Ole Klemetsen was born 27 August 1971 in Stavanger, in southwest of Norway, its' fourth largest city. He was born in a colorful family as his father was of part Romani heritage and they travelled around together with their own family band, performing at gigs across the country. His father John was always fiercely protective of Ole, his younger son, and was a boxer himself in his youth, as amateur. He therefore was eager to see his two sons become boxers, John jr and Ole, but Ole showed to be the only one with the talent and the will to pursue this career. He grew up to be 6'2 and with deadly punching power in both fists. Young Ole had a rather successful amateur career first, winning the bronze in the 1991 World Championships in Australia, as well as a bronze in the European Championships in Gothenburg that same year. He also took part in the 1992 Olympics in Barcelona and was eliminated in the quarterfinals on points, ending fifth. Right after that, his father took him to Detroit to see the famous trainer Emmanuel Steward. Steward was very pleased with what he saw in Ole and later in an interview for a Norwegian tv channel he said that he has the potential to become as big and great as Ali and Robinson! However, the reluctance from his father John's side to cede control and authority to Steward made the two clash and Steward would soon bow out. But before that, Ole made his pro debut 21 October 1992 in Las Vegas and easily dispatched Armando Dragone by first round ko-in only 52 seconds. Also his next two fights didn't go past one round while the fourth ended after three by corner retirement, but in the fifth he had to go the 4-round distance for the first time to win against 4-0 Bob Charlez.

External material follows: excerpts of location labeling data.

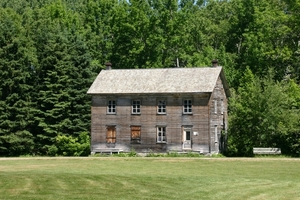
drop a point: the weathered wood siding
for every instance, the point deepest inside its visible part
(218, 117)
(202, 121)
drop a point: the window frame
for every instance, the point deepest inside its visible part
(188, 106)
(111, 134)
(136, 107)
(133, 129)
(215, 106)
(161, 107)
(111, 110)
(161, 130)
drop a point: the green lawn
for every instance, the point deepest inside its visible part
(149, 178)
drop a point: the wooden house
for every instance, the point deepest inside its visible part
(159, 110)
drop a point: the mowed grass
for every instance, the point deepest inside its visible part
(149, 178)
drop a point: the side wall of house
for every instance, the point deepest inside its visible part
(218, 118)
(174, 120)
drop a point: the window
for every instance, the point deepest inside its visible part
(111, 135)
(111, 107)
(222, 106)
(135, 134)
(187, 106)
(216, 133)
(136, 107)
(215, 106)
(161, 134)
(161, 107)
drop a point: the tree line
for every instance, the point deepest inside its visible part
(51, 51)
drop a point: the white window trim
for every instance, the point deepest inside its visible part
(134, 106)
(109, 103)
(163, 132)
(163, 105)
(189, 107)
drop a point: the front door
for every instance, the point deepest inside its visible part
(187, 138)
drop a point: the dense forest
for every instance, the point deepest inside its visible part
(51, 51)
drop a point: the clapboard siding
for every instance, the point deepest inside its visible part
(206, 122)
(148, 119)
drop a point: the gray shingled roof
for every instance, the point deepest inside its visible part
(162, 80)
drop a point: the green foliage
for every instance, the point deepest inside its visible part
(262, 115)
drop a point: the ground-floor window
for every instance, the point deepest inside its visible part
(161, 134)
(135, 134)
(111, 134)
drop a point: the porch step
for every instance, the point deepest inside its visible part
(106, 150)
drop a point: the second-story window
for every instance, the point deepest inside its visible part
(136, 107)
(111, 107)
(187, 106)
(161, 107)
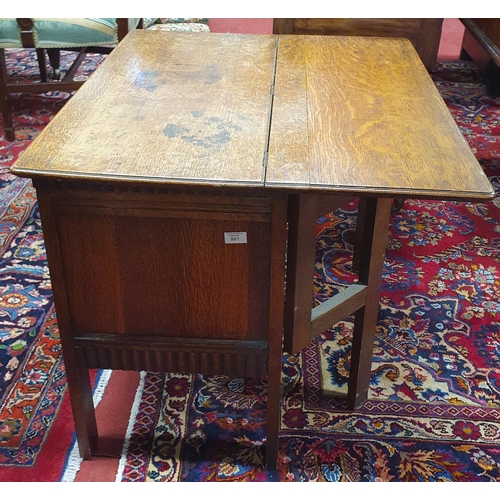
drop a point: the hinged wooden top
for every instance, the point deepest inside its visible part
(356, 115)
(166, 107)
(362, 115)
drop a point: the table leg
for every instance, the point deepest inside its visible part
(370, 255)
(5, 108)
(77, 374)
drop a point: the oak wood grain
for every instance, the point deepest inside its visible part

He was 6-0 when he faced John McClain, who had a record of 4-1-1, but was a hard puncher and as tall as Ole. The fight took place 9 March 1993 in Atlantic City, but just before the fight, Steward disappeared and could not be found, so Ole had to go in the ring with only his father behind him, acting as his replacement trainer. John later stated that he thought Steward was trying to teach him a lesson. Wether that had any effect on Ole is uncertain, but he would suffer his first loss and in a devastating way; after first catching McClain with some good shots, he was hit with a big left hook while charging against him while McClain was on the ropes and knocked down. He got up but was on shaky legs before a big right hand put him out of the game, after only 51 seconds of the fight. He rebounded by knocking out English Nigel Rafferty in 2 in London. After a couple more fights in America and parting ways with Steward shortly after the McClain fight, Ole relocated to Denmark and started fighting from there. He made a streak of 19 wins, mostly by knockout and most notably defeated Rocky Gannon by KO1 in 1994. He fought against American Lenzie Morgan for the WBC Intercontinental title 2 March 1996 in France and easily won by KO2, winning his first belt. Morgan had only been stopped twice before that, despite 18 losses on his record when he faced Klemetsen. Ole then defended his belt against Congolese-French Mohamed "Joe" Siluvangi, who was undefeated at 16-0-1. It was 2 April, exactly a month later, at Elephant & Castle Centre in Southwark and the fight was televised live on Norwegian TV2 channel. Early on, the taller Klemetsen was the better man, but he got rocked badly in round 6 and hurt a couple times after that, but still finished strong. It didn't help eventually, as he lost his title by a point, 113-114 on all three scorecards.


Right after that, he faced the Albanian-Swedish Luan Morina and dispatched him in only 12 seconds! Morina had stated before the fight that he would not be knocked out by Klemetsen. 1997 would be his best year, as he first stopped the solid American Rodney Toney by TKO2 (in a fight above 175), before facing Crawford Ashley for the European belt 4 October 1997 at Alexandra Palace in Muswell Hill. Before the fight, the cocky Ashley was very dismissive of Klemetsen's chances and said there is no way he can win. But Ole proved him and all other sceptics wrong when he stopped Ashley in only 2 rounds, first putting him down with a glancing left hook before knocking him out with a monster left hook at the end of the round. Ashley was nowhere near beating the count. After one easy fight against Bulgarian Kalin Stoyanov (TKO1), he got the offer to fight for the IBF title against Reggie "Sweet" Johnson. Johnson had been a champion at middleweight and was only 5'10 but very strong and a very good all-around boxer. Prior to the fight, which was in Pesaro, Italy, John Klemetsen provoked Reggie by singing a mocking song within his hearing reach, titled "Bye Bye Reggie". Reggie then attacked him and a brief scuffle ensued, where Ole was also involved. Reggie's entourage also mocked Ole who was visibly provoked, but his mother stopped him from intervening. It was 29 May 1998 when the two collided and Ole stood his ground against the older but technically superior and much more seasoned Johnson, but was knocked down once in the first round and ultimately lost by unanimous decision. The scores were 116-107, 114-109 and 114-112.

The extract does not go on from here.